Gelap, Terang, Dan Kamu Diantaranya

268 30 5
                                    

Dunia Ten seolah-olah sengaja mempermainkannya.

Seolah tidak cukup membentuk bayang-bayang di bawah mata, warna hitam mewarnai hari-harinya. Hadir ketika ia menoleh, mendesis bersamaan dengan suara-suara orang, dan menciptakan wujud baru: sebuah entitas yang hidup menggantung di bawah kaki, menyusup ke dalam telinga, dan memimik rautnya.

Bayangan itu tertawa, mengatainya, "Kau tidak berguna. Tidak layak hidup. Kenapa memaksa dirimu bangun untuk sesuatu yang jelas-jelas akan menghancurkanmu?"

Kaki-kakinya, kadang-kadang, menolak bekerjasama.

Mulutnya lebih banyak menumbuhkan beban di punggung ketimbang sugesti positif—sebab buat apa menyemangati diri kalau ujung-ujungnya ia akan terjatuh lagi, lagi, dan lagi?

Ten lelah.

Berkali-kali ia lemas, mencari alasan untuk membuat warna hitam pada hidupnya permanen—daripada mendengar teriakan atasan—tapi berkali-kali pula upaya itu gagal.

Dan selalu, setiap kali ia mengangkat wajah, wajah Taeyong ada di sana. Tidak, tidak hanya wajahnya. Seluruh tubuhnya juga. Memegangi tangan Ten—atau pinggangnya, kalau dia sedang berdiri di jembatan—dan tak bosan-bosannya memarahi.

"Kalau hidupmu berakhir di sini, jangan kira aku akan memaafkanmu!"

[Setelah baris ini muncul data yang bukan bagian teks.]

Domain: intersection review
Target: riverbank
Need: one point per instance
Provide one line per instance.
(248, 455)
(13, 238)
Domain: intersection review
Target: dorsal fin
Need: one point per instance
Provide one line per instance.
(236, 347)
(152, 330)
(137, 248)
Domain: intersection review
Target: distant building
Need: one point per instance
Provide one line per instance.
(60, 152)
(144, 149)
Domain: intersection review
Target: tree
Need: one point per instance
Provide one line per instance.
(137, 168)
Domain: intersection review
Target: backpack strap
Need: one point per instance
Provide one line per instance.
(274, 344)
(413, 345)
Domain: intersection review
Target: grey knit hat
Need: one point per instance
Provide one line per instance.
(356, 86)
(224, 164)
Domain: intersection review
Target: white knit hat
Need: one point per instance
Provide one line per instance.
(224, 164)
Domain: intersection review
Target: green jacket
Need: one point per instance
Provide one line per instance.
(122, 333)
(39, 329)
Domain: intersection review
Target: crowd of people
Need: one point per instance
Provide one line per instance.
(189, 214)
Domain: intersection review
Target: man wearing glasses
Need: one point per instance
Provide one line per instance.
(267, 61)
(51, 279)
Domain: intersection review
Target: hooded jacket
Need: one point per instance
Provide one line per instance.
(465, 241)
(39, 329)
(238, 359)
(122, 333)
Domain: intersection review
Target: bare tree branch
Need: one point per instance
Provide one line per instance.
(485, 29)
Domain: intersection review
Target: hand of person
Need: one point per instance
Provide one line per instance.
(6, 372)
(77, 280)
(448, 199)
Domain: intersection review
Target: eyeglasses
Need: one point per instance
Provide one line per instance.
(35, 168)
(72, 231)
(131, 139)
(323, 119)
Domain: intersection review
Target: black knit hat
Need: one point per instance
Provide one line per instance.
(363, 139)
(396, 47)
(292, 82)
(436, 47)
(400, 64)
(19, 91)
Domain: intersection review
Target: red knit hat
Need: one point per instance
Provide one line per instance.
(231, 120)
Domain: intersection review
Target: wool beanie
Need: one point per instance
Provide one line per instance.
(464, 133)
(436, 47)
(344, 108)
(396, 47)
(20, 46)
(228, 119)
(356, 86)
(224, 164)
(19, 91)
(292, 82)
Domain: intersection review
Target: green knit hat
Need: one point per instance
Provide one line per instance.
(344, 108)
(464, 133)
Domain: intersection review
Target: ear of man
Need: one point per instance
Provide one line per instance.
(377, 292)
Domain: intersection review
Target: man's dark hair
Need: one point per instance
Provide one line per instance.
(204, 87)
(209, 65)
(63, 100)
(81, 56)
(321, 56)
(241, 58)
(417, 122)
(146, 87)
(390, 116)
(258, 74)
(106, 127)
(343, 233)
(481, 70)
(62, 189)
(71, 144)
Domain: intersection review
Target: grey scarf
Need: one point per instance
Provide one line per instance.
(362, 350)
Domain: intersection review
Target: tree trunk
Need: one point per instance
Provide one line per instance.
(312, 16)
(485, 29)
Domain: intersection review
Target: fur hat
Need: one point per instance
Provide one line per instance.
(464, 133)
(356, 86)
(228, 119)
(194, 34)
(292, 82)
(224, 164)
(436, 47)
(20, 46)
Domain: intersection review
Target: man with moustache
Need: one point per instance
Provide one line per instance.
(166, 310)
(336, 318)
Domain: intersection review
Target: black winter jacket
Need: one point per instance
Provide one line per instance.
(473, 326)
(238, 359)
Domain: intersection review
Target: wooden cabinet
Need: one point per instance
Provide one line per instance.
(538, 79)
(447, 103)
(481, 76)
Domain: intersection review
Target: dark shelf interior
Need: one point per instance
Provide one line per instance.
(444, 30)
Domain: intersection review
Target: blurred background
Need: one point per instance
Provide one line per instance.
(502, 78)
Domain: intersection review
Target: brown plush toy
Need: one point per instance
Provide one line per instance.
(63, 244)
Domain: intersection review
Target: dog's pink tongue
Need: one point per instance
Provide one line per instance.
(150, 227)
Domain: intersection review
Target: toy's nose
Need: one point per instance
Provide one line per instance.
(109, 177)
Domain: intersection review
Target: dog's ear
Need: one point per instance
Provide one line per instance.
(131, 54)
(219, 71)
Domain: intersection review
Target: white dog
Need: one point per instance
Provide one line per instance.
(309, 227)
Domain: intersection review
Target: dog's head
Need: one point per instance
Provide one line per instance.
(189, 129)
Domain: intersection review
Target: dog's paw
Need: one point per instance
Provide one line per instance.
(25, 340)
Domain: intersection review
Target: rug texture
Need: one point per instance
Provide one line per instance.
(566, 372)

Ajaibnya, bentakan itu berhasil menambah hidupnya satu hari lebih lama dari rencananya.

🌀🌀🌀🌀🌀

Taeyong percaya bahwa kasih sayang tidak perlu disampaikan secara verbal. Hanya anak-anak usia labil yang cocok mengungkapkan emosi dengan cara begitu. Ia sudah dewasa, cukup matang untuk berpikir logis. Ada banyak jalan menuju Roma, begitupula ada banyak cara untuk mengungkapkan afeksi.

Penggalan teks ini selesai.